Retry Handling Strategy

Retry Strategy

There are a number of reasons that gsutil operations can fail; some are not retryable, and require that the user take some action, for example:

  • Invalid credentials.
  • Network unreachable because of a proxy configuration problem.
  • Access denied, because the bucket or object you are trying to use has an ACL that doesn't permit the action you're trying to perform.
  • Individual operations that fail within a command that is running operations in parallel (that is, commands using the -m top-level flag).

In other cases errors are retryable - transient network failures; HTTP 429 and 5xx error codes; and HTTP 408 error codes when performing a resumable upload. For these cases, gsutil will retry using a truncated binary exponential backoff strategy:

  • Wait a random period between [0..1] seconds and retry;
  • If that fails, wait a random period between [0..2] seconds and retry;
  • If that fails, wait a random period between [0..4] seconds and retry;
  • And so on, up to a configurable maximum number of retries (default = 23),

with each retry period bounded by a configurable maximum period of time (default = 60 seconds).
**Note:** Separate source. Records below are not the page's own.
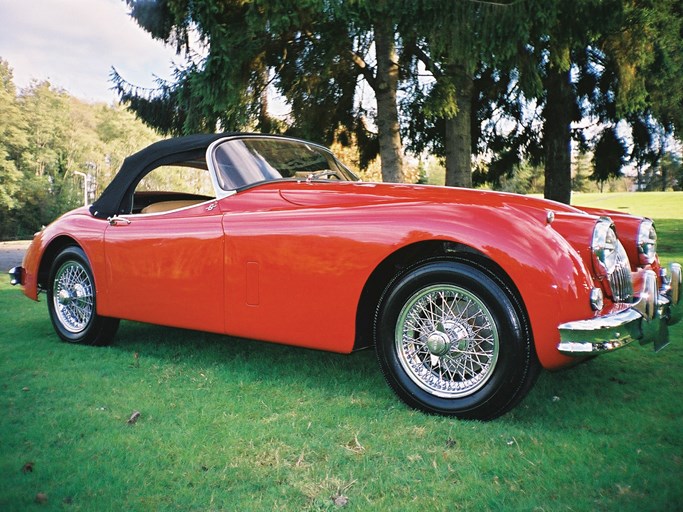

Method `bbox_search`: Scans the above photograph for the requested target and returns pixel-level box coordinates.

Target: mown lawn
[0,194,683,511]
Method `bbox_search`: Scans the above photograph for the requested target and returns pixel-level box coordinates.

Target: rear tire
[47,246,119,345]
[375,261,540,420]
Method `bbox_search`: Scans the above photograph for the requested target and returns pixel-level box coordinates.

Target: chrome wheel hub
[395,284,499,398]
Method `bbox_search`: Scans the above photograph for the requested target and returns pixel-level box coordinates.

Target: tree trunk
[444,65,474,188]
[543,66,574,204]
[375,20,403,183]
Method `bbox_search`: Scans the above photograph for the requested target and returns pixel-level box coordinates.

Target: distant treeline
[0,59,160,240]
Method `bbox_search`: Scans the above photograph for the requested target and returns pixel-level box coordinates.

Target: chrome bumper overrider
[557,263,682,356]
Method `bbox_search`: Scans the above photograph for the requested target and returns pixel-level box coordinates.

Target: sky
[0,0,178,103]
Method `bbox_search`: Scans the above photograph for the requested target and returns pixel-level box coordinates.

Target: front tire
[47,247,119,345]
[375,261,540,420]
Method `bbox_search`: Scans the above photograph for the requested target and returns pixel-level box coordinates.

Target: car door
[104,200,224,332]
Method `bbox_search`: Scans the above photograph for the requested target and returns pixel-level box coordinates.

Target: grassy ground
[0,195,683,511]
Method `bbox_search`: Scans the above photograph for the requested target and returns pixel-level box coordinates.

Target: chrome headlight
[638,219,657,265]
[591,217,619,278]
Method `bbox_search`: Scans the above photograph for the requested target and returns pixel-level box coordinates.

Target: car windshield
[213,137,357,190]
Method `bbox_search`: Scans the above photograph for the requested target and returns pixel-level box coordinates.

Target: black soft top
[90,133,232,219]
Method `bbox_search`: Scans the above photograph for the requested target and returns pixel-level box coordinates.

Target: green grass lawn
[0,194,683,512]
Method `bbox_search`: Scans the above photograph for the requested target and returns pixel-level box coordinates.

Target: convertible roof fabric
[90,133,232,219]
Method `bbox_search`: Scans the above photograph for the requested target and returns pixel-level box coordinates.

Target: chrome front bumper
[5,267,24,286]
[557,263,682,356]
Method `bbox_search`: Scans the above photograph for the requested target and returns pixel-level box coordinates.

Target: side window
[133,165,216,213]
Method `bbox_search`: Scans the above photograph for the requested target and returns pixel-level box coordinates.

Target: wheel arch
[353,240,535,350]
[38,235,85,290]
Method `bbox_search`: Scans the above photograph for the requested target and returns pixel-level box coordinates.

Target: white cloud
[0,0,180,102]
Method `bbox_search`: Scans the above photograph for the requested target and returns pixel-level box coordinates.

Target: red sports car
[10,134,681,419]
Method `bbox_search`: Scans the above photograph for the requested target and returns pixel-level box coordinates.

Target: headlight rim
[591,217,619,279]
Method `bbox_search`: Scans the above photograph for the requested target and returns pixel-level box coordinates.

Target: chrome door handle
[107,215,131,226]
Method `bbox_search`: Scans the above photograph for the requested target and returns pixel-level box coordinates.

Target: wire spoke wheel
[375,260,539,420]
[47,246,119,345]
[395,284,499,398]
[52,261,95,333]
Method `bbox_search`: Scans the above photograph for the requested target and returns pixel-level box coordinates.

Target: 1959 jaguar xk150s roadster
[10,134,681,419]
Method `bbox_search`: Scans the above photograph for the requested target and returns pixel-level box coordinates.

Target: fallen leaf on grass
[332,494,349,507]
[345,434,365,454]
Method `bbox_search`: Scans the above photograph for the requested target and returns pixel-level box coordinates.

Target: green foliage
[591,128,626,192]
[0,60,156,240]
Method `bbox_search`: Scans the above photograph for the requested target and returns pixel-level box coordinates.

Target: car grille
[609,242,633,302]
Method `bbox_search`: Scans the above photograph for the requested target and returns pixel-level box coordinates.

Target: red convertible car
[10,134,681,419]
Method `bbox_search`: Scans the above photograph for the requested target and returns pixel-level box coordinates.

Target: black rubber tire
[47,246,119,345]
[374,260,540,420]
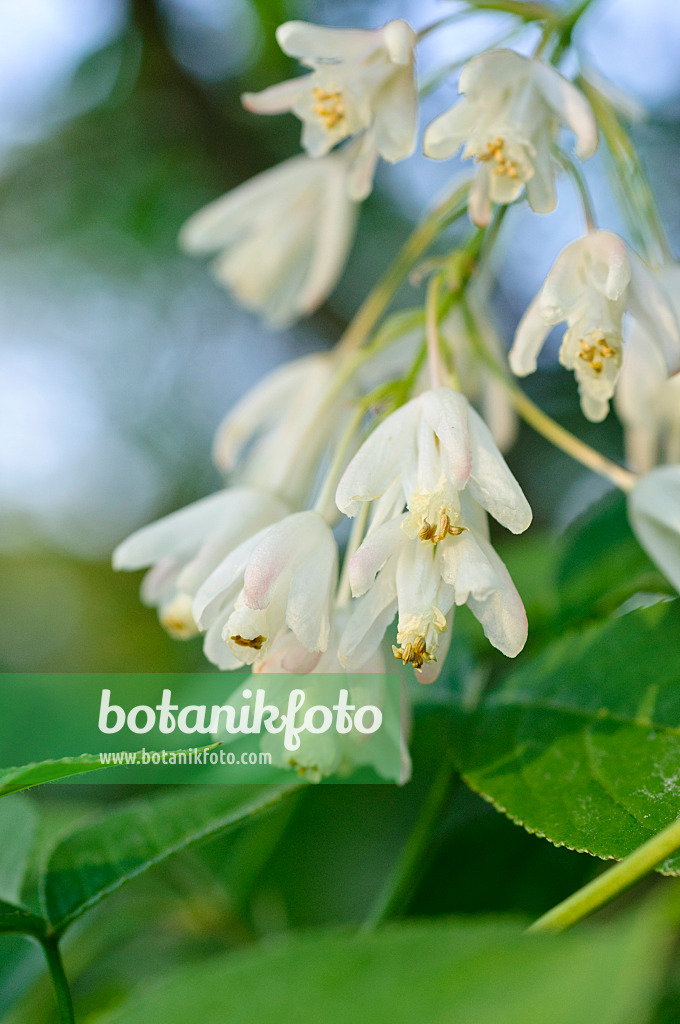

Thus, by default, gsutil will retry 23 times over 1+2+4+8+16+32+60... seconds for about 10 minutes. You can adjust the number of retries and maximum delay of any individual retry by editing the num_retries and max_retry_delay configuration variables in the "[Boto]" section of the .boto config file. Most users shouldn't need to change these values.

For data transfers (the gsutil cp and rsync commands), gsutil provides additional retry functionality, in the form of resumable transfers. Essentially, a transfer that was interrupted because of a transient error can be restarted without starting over from scratch. For more details about this, see the "RESUMABLE TRANSFERS" section of gsutil help cp.